For Metaweb this meant not just consuming data to be integrated into Graphd, but seeking out other databases and creating links directly between topics elsewhere. The idea of a unique identifier for each fact which was embedded into the Graphd technology was reflected in Freebase’s API and website. Each topic had its own url allowing direct, deep linking by others. Freebase’s RDF API was launched in October 2008, providing a W3C compatible machine interface to its data over the internet.
Not all publishers of data, in fact very few, adhere to the rules of Linked Open Data and the Semantic Web. Instead, most published data lives in text files, Excel spreadsheets and database dumps; it is often erroneous, ambiguous and incomplete. In short much data is messy and not usable without much effort being spent on tidying it up. It became apparent that much of the community contributing bulk data to Freebase were struggling with these problems and there existed no good method to deal with it. From this struggle arose Gridworks, later renamed to OpenRefine, an open source tool started in collaboration between Metaweb’s employees — notably David Huynh and Stefano Mazzocchi — and Freebase’s developer community. This open source desktop-based software allows anyone to open a file filled with data, and visually inspect problem data. Freebase further decreased the barrier to contributing data to its database and in return provided a novel tool which can be used in a diverse number of ways.
Metaweb was purchased by Google in July of 2010. The technology, team and data have, in parts, been integrated into Google’s Knowledge Graph and other search technologies (Metaweb’s John Giannandrea now leads Google Search).
Many of Freebase’s applications, including its website, have been released as open source software. Tools such as OpenRefine are still maintained by an active community. However, Graphd, the underlying database technology has never been released. Similar database technology with matching features— append-only, ACID, schema-last graph database utilising datalog-type queries- can be found in software such as Rich Hickey’s Datomic and Barak Michener’s Cayley.
At the time Freebase was closed it had 1.9 billion facts in its database. Its entire database is still available to download, and has additionally been made available as open data to the Wikidata project.

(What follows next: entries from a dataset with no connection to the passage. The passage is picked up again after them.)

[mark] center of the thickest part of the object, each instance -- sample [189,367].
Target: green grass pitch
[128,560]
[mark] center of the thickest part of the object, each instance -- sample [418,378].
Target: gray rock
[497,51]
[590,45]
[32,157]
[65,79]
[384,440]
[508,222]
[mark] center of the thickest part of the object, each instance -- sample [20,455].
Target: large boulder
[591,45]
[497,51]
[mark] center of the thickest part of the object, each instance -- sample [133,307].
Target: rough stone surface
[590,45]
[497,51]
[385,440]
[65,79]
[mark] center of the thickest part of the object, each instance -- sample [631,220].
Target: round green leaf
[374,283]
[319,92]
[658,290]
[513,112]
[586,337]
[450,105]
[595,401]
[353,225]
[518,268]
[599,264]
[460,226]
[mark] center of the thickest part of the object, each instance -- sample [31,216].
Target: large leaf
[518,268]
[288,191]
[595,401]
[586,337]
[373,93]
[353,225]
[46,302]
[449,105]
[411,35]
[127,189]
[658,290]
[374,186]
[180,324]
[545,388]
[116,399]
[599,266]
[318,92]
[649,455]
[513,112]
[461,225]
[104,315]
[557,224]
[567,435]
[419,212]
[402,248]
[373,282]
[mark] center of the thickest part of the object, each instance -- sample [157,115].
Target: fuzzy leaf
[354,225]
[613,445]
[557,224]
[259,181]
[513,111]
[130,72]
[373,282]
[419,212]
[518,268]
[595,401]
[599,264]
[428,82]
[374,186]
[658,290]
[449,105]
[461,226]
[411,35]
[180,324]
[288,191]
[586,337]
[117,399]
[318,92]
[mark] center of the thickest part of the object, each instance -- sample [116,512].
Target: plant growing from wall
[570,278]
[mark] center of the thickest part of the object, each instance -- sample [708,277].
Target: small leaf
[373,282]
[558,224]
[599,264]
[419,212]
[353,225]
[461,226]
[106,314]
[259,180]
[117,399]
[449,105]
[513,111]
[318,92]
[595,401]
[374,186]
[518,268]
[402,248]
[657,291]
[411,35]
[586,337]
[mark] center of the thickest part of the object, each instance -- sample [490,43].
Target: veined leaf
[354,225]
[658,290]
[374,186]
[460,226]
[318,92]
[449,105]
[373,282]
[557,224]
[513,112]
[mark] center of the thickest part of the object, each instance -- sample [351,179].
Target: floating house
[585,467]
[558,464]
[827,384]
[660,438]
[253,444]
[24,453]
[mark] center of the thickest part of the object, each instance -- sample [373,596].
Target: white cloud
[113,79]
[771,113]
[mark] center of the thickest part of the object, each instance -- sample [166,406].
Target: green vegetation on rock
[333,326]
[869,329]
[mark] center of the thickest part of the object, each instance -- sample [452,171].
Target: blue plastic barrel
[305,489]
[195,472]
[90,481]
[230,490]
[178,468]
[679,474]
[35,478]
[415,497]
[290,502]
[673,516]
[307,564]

I first came across Freebase in 2008 when I was looking for a publicly accessible project which was collating raw data. I’d just read Toby Segaran’s Programming Collective Intelligence (still a good book and recommended. Coincidentally, Toby later worked with Metaweb) and was looking for some data to play around with. From that point I went deep into the rabbit hole for a few years, being part of the public community of volunteers contributing, maintaining and exploring Freebase. I found in Freebase a supportive community of like-minded people who, for wide-ranging reasons of their own, were working together on this hugely ambitious project.
Freebase.com closed this week not because it failed but because it was successful. At the vanguard of Machine Learning and the Semantic Web, Freebase showed a way forward for the likes of Google’s Knowledge Graph and Wikidata into which it has now been absorbed.
And thank you to everyone who has been part of Freebase’s awesome community over the past decade.